- Born: 28 December 1936 Warsaw, Poland
- Died: 21 December 2019 (aged 82) Sydney, Australia
- Education: University of New South Wales Sydney Medical School
- Medical career
- Field: Immunology
- Institutions: St Vincent's Hospital, Sydney University of New South Wales
- Research: HIV/AIDS

= Ron Penny =

Australian immunologist (1936–2019)

Ronald Penny (28 December 1936 – 21 December 2019) was an Australian immunologist who made the first diagnosis of HIV/AIDS in Australia in 1982.

==Early life==
Penny was born in Warsaw, Poland in 1936, and in 1938 his Jewish family settled in Australia as religious refugees.

==Medical career==
In 1960, Penny graduated with honours from Sydney Medical School, and undertook further study in haematology, oncology and immunology in Britain and the United States. In 1967, he returned to Australia and began work at Sydney's Royal Prince Alfred Hospital, where he set up the first clinical immunology unit in New South Wales. Two years later, the unit was transferred to St Vincent's Hospital.

In October 1982, Penny and his team at St Vincent's made the first diagnosis of HIV/AIDS in Australia, just over a year after the first clinical reporting of the disease in the United States.

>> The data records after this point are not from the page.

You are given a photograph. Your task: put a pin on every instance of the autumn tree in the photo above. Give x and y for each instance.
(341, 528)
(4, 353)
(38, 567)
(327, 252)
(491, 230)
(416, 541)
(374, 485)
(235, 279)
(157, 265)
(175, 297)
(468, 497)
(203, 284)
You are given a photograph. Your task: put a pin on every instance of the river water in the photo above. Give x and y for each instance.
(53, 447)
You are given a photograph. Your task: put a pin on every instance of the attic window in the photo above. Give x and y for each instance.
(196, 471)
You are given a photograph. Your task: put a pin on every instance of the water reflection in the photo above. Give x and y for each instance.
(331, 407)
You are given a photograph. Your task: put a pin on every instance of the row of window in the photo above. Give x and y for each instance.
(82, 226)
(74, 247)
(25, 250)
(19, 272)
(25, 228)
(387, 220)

In 1983, Penny conducted a survey in New South Wales to better understand the connection between the spread of AIDS, sexual behaviour, and drug usage. He used anonymization methods to protect the respondents from legal jeopardy based on their responses. In addition to identifying sources of primary HIV infection, Penny also worked to address the community and public health aspects of the epidemic, from debunking misconceptions about the transmission of HIV and the resulting discrimination against homosexual men, and adjusting community behaviour to better control transmission such as condom use and safer intravenous drug use.

==Awards and honours==
In the 1993 Queen's Birthday Honours, Penny was made an Officer of the Order of Australia (AO) for "service to medical research and education particularly in the field of clinical immunology".